Die Hard

Die Hard. 20th Century Fox 1988.

Before watching the movie:

I feel like I know so much about this film/franchise, but as I sit down to write, I realize I know hardly anything. I think this is the one with Alan Rickman as the bad guy, there’s a big logical flaw with the bad guys’ plot, and Bruce Willis’s catchphrase is R-rated.

I’ve been told this is a Christmas tradition for some people. Even if it does go down at an office Christmas party, the connection seems tenuous. On the other hand, it’s a better connection than Hoosiers has, and I know certain TV stations would leave that one on loop over Christmas so they could go see their families.

Some surprises even before I begin: I didn’t realize it was this old (I thought it was early-to-mid 90s), and Willis is doing action and not shaving his head. He looks like Nicholas Cage like that.

After seeing the movie:

New York police officer John McClane stops by his semi-estranged wife’s California office Christmas party as he comes to spend the holiday with his kids. It seems he’s not happy with his wife’s decision to move across the country to pursue her career without him. She’s even going by her maiden name, but for professional reasons. Then a group of German terrorists bank robbers burst in and hold the employees hostage while they break into the safe. McClane is separate from the group and stages a one-man resistance against the threat, held back by the Germans’ leader Hans Gruber’s cunning, the LAPD chief’s ineptitude, and his own lack of equipment (including shoes).

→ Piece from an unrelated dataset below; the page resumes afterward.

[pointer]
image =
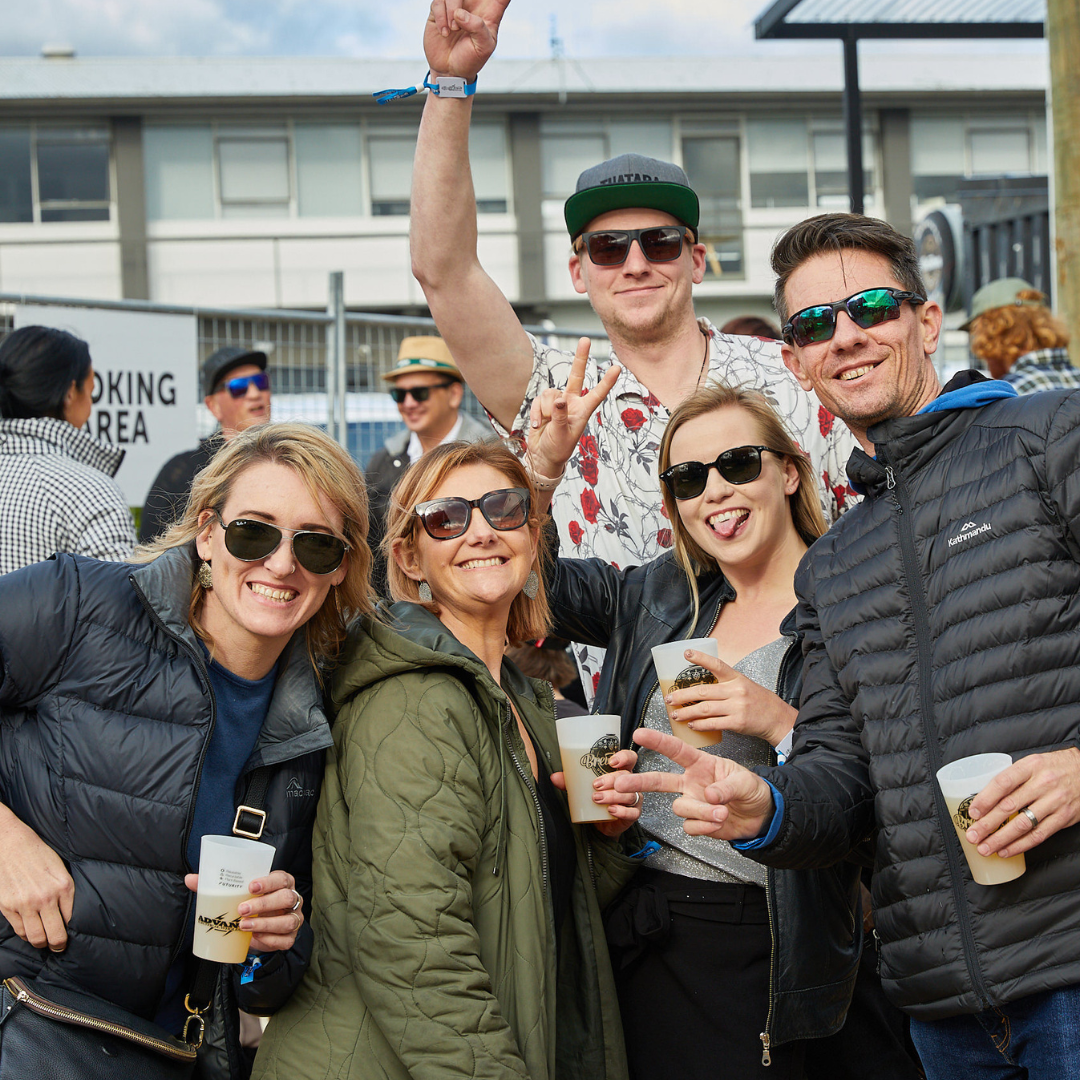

Bruce Willis’s McClane is a little softer than the usual generic action hero I expected. I was surprised by how much time he spends feeling his powerlessness. His personal struggles with his wife were also refreshingly complex and developed. Alan Rickman was well, as good as ever. Though I didn’t buy his German accent for a good third of the movie (the first third, except for his initial few scenes). Also Reginald VelJohnson plays McClane’s ally on the outside, yet another sympathetic buddy cop, a type he plays more often than Michelle Rodriguez plays the tough guy action girl.

One thing that the action movies that stand the test of time have in common is they’re deeper than “stuff blowing up and necks snapping for two hours and change.” As I noted above, McClane’s relationship with his wife is keenly felt. The film spends almost 20 minutes getting this across before any shots are fired.

I can definitely see the Christmas setting permeating the film, but it could easily happen any other time of year. The story is strong, and the drama is more thrilling than the spectacle. Altogether, an enjoyable viewing in any season.

Watch this movie: with popcorn and a comfy seat.

Don’t watch this movie: cheering for blood.